In a moment where the moment of our moments appears,
I take a breath to celebrate the moment, and it is the moment!
I face the times which are not the moments for us, with some momentums to remember. It was a moment to remember yet can not be outcropped,
nor be turned back, for sure.
It was more than a moment only to remember, but to keep it all the time to be the spirit, to cheer the days without moments with you, with moments (not only) to remember.
With less power to walk upon, I am trying to have moments to remember all the moments of afternoon: tea, talk, kiss and love. Those are moments for me, which I am missing.
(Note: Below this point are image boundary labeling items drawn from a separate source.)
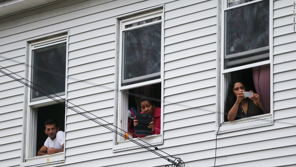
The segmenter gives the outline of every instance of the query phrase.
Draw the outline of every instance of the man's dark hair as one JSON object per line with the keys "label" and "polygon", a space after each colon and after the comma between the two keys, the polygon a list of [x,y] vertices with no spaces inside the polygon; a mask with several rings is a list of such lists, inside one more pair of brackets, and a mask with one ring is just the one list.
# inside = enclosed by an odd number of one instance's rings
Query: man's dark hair
{"label": "man's dark hair", "polygon": [[52,119],[48,120],[44,123],[44,129],[46,129],[46,126],[47,125],[53,125],[54,124],[56,125],[56,126],[57,128],[59,127],[58,122],[54,120],[53,120]]}
{"label": "man's dark hair", "polygon": [[141,106],[141,103],[145,101],[149,102],[152,105],[154,105],[154,101],[152,100],[152,98],[148,97],[142,97],[139,100],[139,104]]}

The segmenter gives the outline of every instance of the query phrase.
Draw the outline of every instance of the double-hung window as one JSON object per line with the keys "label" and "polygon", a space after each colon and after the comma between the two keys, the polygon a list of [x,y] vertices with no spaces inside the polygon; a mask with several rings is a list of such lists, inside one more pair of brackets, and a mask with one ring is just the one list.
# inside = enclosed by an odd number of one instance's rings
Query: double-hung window
{"label": "double-hung window", "polygon": [[[272,12],[270,11],[272,2],[270,2],[269,0],[222,0],[222,2],[221,112],[218,124],[224,123],[219,132],[271,124],[273,122],[272,105],[271,103],[272,77],[270,74],[272,69],[271,64],[272,64],[271,35],[272,31],[271,25],[272,20],[270,16]],[[250,110],[244,111],[243,109],[239,110],[242,108],[240,107],[240,104],[237,115],[239,112],[247,111],[242,114],[245,114],[246,116],[243,116],[243,118],[228,121],[227,114],[230,107],[233,106],[231,103],[229,105],[229,102],[236,100],[237,97],[230,98],[230,96],[227,96],[227,93],[233,93],[233,90],[227,92],[229,89],[233,88],[228,87],[235,79],[244,82],[246,91],[252,90],[259,95],[262,113],[252,116],[249,106],[248,106]],[[248,116],[247,113],[251,116]]]}
{"label": "double-hung window", "polygon": [[[24,149],[22,166],[64,160],[63,152],[37,156],[48,137],[46,121],[57,121],[65,131],[67,35],[29,44]],[[57,101],[54,98],[60,102]]]}
{"label": "double-hung window", "polygon": [[[163,115],[163,11],[154,10],[118,21],[117,124],[124,131],[132,132],[131,129],[134,128],[133,118],[136,113],[141,112],[138,103],[141,98],[151,99],[156,107],[161,109],[161,115]],[[141,139],[150,144],[159,144],[162,142],[162,133]],[[120,135],[116,135],[115,138],[114,151],[137,147],[136,144],[125,140]]]}

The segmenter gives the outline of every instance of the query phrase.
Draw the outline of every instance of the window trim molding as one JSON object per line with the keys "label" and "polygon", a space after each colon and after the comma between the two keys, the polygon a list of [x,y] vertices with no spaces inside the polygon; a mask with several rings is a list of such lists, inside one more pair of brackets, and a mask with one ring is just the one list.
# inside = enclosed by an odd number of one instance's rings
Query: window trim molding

To remember the afternoon moments of me, of ours.
at the edge of one island, May 29, 2005, 11:26 A.M.

Friday, May 13, 2005

weeping in forest

Feeling like bringing myself back to the routine could indeed not shed the tears. I was not bringing even a day, moreover a year but a short moment that really sticks to the ground of mine deep indiside.

I was weeping silently when I found everything the same in appearance and the way it works and should work. My brain conspires in it and thinks clearly and with full logic behind that. The result was a big smile and a deep breath that was spiritful. The faces of the upland and donwland poor people were in the full thought, my only think at that moment. Poor, not in terms of how much earned, but how much can be done by the people; and I am one of the donwland poor people with dreams of changing it.

Thus, do not want to ever sorry for the things on their way, but do think about the way to make new ways.

Happy going back in less than a day of my life!

In Indonesia's scientific forest, 11:32 A.M,
I am weeping.

Tuesday, May 10, 2005

DUN

Koran lokal itu sudah terbaca,
Huh, mengapa mesti baca? Apa yang kudapat
selain gerakan perpindahan mata dari satu huruf ke huruf yang lain.
Itu saja, tidak ada semangat!
Menyesal aku, mengutuk, namun kemudian aku tertawa akan aku!
Membuai ku dalam hayalan bacaan yang lama, yang aku sendiri tak mengerti,
hanya gambar mati berwarna kiasan, tapi aku suka, dan aku belajar.
Aku teriak melihat halaman depannya!

Kutermenung dan kubangga, kutatap lama gambar itu.
Dun… aku disini dun.
Kamu tidak sadar akan kehadiranku, dun?
Sadar, kudengar dun berbisik kecil, “kurasakan api kamu”
(Dun mengirimkan bunga esok harinya, dan kupakai di telingaku)
Aku akan jauh dun, dan kamu tidak akan menangis melihatku pergi, bukan?

Dan dun pun menangis sesunggukan, ku ingat banget
(kuingat cara kamu berkata banget)
Saya tidak mau takut, begitu katamu kepadaku,
Dan kamu tidak boleh takut, begitu kataku kepadamu.
Siapa peduli aku takut? Begitu tanyaku ke pada mu.

Jika nanti aku kesana dun, aku akan menjumpai mu lagi,
Membaca koranmu, melihat gambar, dan menikmati seluruh pemandangan dirimu.
Hanya sebagian yang tersibak, kusibak, dan kamu sibak.
Dan aku masih sangat penasaran dengan sisa.
Menangis aku ingin berjalan dengan mu dun,
Jika kamu bisa rasakan, maka getaran di hatiku ini sangat berasa hebat

Dun, aku masih belum puas banget
Dan dun, kamu jangan menangis melihat aku jauh.
(kamu tidak akan menangis, aku tahu)
Tapi jangan tertawa melihat aku terseok-seok mengenangmu, sedih.

Karena ku berjuang buat kamu dun,
Meski kamu setuju namun tak bahagia, mengkerut.


Indonesia's Newfoundland 07 Mei 2005, 05:41 P.M
Buat dun, Dunatelly Mary Antonionette.